Monday, January 17, 2011

How?

How can just opening a drawer full of old socks cause me to burst into tears this way? Cigarette butts in an ashtray, a half-squeezed tube of toothpaste...happening upon even tiny things like this, has me dissolving into abrupt, heaving, shuddering sobbing that just won't relent or be ignored. You know how you can cry so hard that you give yourself a headache? And feel stupid...

I was standing right there in the hospital room when he took his last breath, when his heart stopped beating. Later, after everyone left, I went into the room to kiss him goodbye one more time and his cheek and forehead were already cool against my lips. I was AT the funeral home. I was AT the church for his service. I was AT the cemetery in Virginia for his burial.

Why can I still not believe that my friend is dead?

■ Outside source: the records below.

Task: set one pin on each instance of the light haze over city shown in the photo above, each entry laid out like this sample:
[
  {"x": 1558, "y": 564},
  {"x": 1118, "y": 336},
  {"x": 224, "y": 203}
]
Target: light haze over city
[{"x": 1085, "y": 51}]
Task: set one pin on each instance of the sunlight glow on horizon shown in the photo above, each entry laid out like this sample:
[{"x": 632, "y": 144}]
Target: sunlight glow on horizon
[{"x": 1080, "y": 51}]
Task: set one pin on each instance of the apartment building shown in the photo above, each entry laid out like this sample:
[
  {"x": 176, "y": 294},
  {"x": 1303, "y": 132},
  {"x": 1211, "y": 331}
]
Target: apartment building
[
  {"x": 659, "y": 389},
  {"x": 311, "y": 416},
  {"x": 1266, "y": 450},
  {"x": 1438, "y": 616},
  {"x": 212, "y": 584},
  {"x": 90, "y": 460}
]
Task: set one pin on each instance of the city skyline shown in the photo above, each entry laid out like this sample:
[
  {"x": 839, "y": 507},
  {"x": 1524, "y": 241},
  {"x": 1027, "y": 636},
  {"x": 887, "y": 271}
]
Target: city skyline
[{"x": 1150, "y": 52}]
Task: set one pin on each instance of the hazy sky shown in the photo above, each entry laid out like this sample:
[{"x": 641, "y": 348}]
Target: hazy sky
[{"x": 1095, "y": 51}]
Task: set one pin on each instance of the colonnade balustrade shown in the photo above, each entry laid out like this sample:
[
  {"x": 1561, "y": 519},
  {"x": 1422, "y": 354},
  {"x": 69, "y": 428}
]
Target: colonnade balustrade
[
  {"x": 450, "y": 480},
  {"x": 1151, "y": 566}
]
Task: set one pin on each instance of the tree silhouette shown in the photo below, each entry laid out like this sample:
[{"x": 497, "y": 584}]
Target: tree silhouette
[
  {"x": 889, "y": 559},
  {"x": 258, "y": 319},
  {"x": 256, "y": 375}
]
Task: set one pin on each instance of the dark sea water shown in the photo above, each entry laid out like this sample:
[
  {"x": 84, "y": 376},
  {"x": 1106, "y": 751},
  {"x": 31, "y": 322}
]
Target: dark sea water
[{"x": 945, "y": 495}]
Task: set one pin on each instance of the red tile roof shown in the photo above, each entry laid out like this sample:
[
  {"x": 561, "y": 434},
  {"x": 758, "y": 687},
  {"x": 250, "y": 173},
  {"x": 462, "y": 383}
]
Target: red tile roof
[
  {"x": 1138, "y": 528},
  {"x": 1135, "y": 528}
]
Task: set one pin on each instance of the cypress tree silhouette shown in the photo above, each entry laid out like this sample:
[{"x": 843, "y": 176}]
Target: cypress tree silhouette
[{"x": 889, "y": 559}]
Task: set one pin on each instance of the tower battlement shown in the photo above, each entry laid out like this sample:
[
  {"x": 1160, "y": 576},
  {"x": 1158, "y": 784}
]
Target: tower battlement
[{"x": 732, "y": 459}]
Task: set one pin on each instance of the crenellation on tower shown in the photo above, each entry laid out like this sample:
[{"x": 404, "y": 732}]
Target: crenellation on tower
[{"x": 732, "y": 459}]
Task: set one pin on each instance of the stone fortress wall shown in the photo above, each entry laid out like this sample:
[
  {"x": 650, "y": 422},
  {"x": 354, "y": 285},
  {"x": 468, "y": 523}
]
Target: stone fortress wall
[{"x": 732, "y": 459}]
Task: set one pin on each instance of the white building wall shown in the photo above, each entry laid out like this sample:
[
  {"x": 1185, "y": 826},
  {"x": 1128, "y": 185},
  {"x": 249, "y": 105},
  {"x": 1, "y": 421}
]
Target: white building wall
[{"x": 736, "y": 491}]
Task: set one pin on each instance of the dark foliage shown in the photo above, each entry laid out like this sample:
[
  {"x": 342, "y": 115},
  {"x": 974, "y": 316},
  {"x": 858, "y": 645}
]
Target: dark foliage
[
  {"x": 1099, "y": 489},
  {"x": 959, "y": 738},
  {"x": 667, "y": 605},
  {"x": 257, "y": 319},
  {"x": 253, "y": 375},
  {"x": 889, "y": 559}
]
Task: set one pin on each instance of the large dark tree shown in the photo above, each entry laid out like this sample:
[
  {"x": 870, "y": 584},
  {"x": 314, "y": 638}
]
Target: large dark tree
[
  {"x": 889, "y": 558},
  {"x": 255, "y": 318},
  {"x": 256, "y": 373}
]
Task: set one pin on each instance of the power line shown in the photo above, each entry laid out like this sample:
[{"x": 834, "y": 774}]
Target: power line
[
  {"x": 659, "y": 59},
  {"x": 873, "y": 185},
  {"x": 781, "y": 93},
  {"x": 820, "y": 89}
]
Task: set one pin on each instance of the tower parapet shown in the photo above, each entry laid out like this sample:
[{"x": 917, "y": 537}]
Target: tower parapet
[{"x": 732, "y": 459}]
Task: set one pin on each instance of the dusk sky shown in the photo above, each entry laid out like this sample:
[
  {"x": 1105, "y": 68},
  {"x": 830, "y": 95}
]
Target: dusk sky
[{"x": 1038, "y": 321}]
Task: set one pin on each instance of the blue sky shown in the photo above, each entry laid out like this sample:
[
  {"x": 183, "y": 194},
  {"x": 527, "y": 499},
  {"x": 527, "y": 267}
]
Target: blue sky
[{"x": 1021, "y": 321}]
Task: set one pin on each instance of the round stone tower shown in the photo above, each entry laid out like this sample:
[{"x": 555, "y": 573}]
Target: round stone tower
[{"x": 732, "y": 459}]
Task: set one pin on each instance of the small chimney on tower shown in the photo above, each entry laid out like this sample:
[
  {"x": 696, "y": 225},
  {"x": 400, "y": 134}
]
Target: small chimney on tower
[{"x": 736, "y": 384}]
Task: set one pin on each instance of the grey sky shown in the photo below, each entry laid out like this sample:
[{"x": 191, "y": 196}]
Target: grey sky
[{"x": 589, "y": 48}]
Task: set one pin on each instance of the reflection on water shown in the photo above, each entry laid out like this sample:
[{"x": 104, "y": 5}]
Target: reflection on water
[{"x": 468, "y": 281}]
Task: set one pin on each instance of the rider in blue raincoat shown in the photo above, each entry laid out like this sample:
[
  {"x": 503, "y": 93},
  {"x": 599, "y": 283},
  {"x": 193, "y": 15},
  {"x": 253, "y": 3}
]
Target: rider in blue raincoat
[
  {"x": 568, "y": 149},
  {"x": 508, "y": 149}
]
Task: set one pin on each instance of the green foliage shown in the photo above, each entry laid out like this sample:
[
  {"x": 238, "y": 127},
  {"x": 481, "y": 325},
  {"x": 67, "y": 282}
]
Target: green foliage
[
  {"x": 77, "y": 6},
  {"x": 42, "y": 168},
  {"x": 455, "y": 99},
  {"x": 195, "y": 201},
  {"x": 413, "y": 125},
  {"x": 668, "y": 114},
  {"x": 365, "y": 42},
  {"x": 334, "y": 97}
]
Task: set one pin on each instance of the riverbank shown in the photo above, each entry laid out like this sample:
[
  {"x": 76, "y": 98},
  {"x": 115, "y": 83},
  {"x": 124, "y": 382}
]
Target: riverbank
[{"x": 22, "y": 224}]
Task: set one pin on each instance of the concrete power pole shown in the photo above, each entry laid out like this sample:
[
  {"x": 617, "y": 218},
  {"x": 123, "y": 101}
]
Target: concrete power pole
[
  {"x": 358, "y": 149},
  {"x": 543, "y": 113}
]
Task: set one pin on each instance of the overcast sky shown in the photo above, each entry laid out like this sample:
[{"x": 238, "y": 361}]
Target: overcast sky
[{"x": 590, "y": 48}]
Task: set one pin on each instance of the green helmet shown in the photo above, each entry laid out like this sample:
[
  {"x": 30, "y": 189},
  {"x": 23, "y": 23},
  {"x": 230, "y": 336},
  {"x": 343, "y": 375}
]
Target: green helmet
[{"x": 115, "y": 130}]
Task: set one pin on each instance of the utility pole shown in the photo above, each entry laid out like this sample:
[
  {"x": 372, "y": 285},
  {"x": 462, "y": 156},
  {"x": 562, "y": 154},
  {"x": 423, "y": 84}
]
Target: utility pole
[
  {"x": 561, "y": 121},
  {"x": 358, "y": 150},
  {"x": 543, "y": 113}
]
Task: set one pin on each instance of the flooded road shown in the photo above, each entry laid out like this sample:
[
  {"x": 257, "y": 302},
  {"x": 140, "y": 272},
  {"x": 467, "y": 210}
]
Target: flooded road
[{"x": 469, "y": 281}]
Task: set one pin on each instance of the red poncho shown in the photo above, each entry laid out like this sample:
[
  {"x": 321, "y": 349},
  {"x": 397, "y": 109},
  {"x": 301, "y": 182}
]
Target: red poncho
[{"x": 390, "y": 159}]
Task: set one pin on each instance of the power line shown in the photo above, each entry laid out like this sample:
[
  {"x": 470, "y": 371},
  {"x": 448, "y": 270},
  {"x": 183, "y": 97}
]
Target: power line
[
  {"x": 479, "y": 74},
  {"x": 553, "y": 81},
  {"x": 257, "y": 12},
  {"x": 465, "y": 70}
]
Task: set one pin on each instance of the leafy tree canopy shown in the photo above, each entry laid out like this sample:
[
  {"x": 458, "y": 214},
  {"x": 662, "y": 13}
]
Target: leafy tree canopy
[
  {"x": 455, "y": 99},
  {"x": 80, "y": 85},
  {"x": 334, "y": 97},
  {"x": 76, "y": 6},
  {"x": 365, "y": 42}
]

Why can I still not accept that I will never see him, hear him, touch him, hold him again. Never? NEVER?

It just doesn't seem possible. It still doesn't seem real. I'm sorry, but it just doesn't.

How can his shoes, his socks, his jackets, all those caps he loved to wear still be here...but he be gone forever. How can food he bought still be in the pantry? I'm not responsible for that random can of coconut milk or three bottles of hot sauce. All those stupid boxes of cereal are right there on that shelf? But he is gone? Forever? It can't be. It just can't be.

The curtains are still here. Dust balls on the closet floor, still here. Strands of his hair are still in his brush. His reading glasses. His mail. His basketball. His can of coffee. Boxes of syringes,. Insulin in the refrigerator. Medical records and doctor bills and prescriptions on top of prescriptions. Wraps and bandages. Heating pad. Jars and tubes and bottles and bottles and bottles of worthless fucking pills and medicine that didn't do him a bit of good. All that suffering and all that pain, all that torture and agony...and now he doesn't even exist anymore?

How is it possible?

How?

1 comment:

  1. i think people hide it. they compartmentalize the suffering. it doesn't get better it just gets different is all. someone told me that when my mom passed and it stuck with me and its very true.
    and at times it hurts like hell other times I am laughing and talking to her and many times I miss her and lament on her pain and struggle and often I rejoice in who I am today because of her.